# Albino emperor scorpion



## Psycho (Feb 5, 2005)

I have a question about something i have never heard of before.  A local pet store had a guy that came in asking for an albino emperor scorpion saying he has 2 at home.  Do these exist? If so do inverts have "colors" like snakes. I dont actually believe that this exists but if I can be proven wrong then I'll be amazed.  Please help me with this question.  Also if this is not possible what scorp would look like an "albino emp"?

-Rob and Beth


----------



## Chironex (Feb 5, 2005)

recently moulted?


----------



## Brian S (Feb 5, 2005)

It is impossible for arachnids to be albino.
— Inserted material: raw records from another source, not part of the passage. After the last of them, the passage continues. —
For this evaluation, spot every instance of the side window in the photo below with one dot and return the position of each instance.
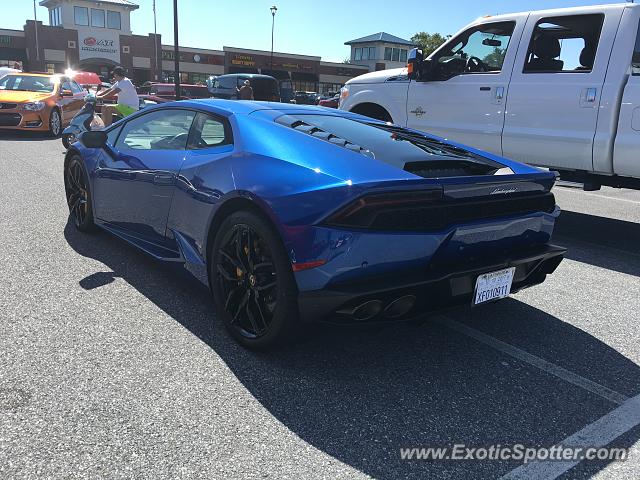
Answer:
(564, 44)
(635, 60)
(228, 82)
(165, 129)
(112, 135)
(481, 49)
(210, 131)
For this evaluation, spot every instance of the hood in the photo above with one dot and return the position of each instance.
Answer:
(19, 96)
(379, 76)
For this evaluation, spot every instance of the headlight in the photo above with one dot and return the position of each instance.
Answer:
(33, 106)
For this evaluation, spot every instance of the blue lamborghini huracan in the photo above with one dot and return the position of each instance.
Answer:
(296, 214)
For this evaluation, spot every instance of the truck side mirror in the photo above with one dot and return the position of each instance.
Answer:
(414, 63)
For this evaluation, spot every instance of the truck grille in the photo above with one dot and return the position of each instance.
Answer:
(10, 119)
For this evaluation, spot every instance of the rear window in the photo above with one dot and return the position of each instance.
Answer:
(387, 143)
(266, 86)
I don't know what your friend has but it is not an albino.


----------



## Psycho (Feb 5, 2005)

Ok thanks for the answers guys.  Do you know what is the size of an emp and white/yellow?


----------



## VesAn (Feb 5, 2005)

Large, bulky body & large pincers, white/yellow in color...  sounds like a sweet scorp, if it exists :}


----------



## Psycho (Feb 5, 2005)

i havent seen them, would like to.  I just heard about it from the pet store guy because my husband was helping him do his store order LOL.  Maybe I'll contact the guy and see if I can get pictures. I'll post em then.


----------



## Div1nE (Feb 6, 2005)

maybe he's referring to the dune scorpion?

it's as close to "albino" i've seen in scorps.

see a good pic at goldenphoenixexotica.com


----------



## ScorpDude (Feb 6, 2005)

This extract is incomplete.